For 2008, a tire pressure monitoring system is standard on GMC's full-size van, and passenger van models get standard side curtain airbags. Driver controls have been redesigned, too: new equipment includes the steering wheel, gauges, ventilation system controls, stereo and cloth seats. Competitors include the Dodge Sprinter and Ford E-Series.
The Savana's front end has a trapezoidal grille with a large GMC badge and upscale reflector headlights.
Light-duty vans have rack-and-pinion steering, which promises greater agility. The rear suspensions use a solid axle with multileaf springs and gas shocks. All Savanas have 16-inch wheels.
Passenger vans come in regular and extended lengths.

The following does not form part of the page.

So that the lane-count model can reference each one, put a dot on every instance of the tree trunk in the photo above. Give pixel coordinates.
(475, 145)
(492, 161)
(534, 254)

The regular-length model has a 135-inch wheelbase and measures 224.1 inches long overall, while the extended-length van rides on a 155-inch wheelbase and stretches 244.1 inches long overall. Each of these vans is 79.4 inches wide and at least 81.6 inches tall.
Regular-length passenger and cargo vans can be fitted with a 60/40-split left-side entry and loading door. Available side access panels feature remote releases and are limited to work-oriented models. They permit easier accessibility to tools and parts from either side of the van.
Depending on the configuration, Savana passenger vans can carry eight, 12 or 15 occupants. Cargo vans seat a maximum of two people.
Under the Hood
The Savana can be equipped with one of five engines: a 195-horsepower, 4.3-liter V-6; a 279-hp (maximum), 4.8-liter V-8; a 301-hp, 5.3-liter V-8; a 323-hp, 6.0-liter V-8; or a 250-hp, 6.6-liter turbo-diesel V-8 that generates 460 pounds-feet of torque. Each engine teams with a four-speed automatic transmission that incorporates a tow/haul mode. Rear- and all-wheel-drive models are available.
All-disc antilock brakes and an electronic stability system are standard. For 2008, passenger van models get standard side curtain airbags.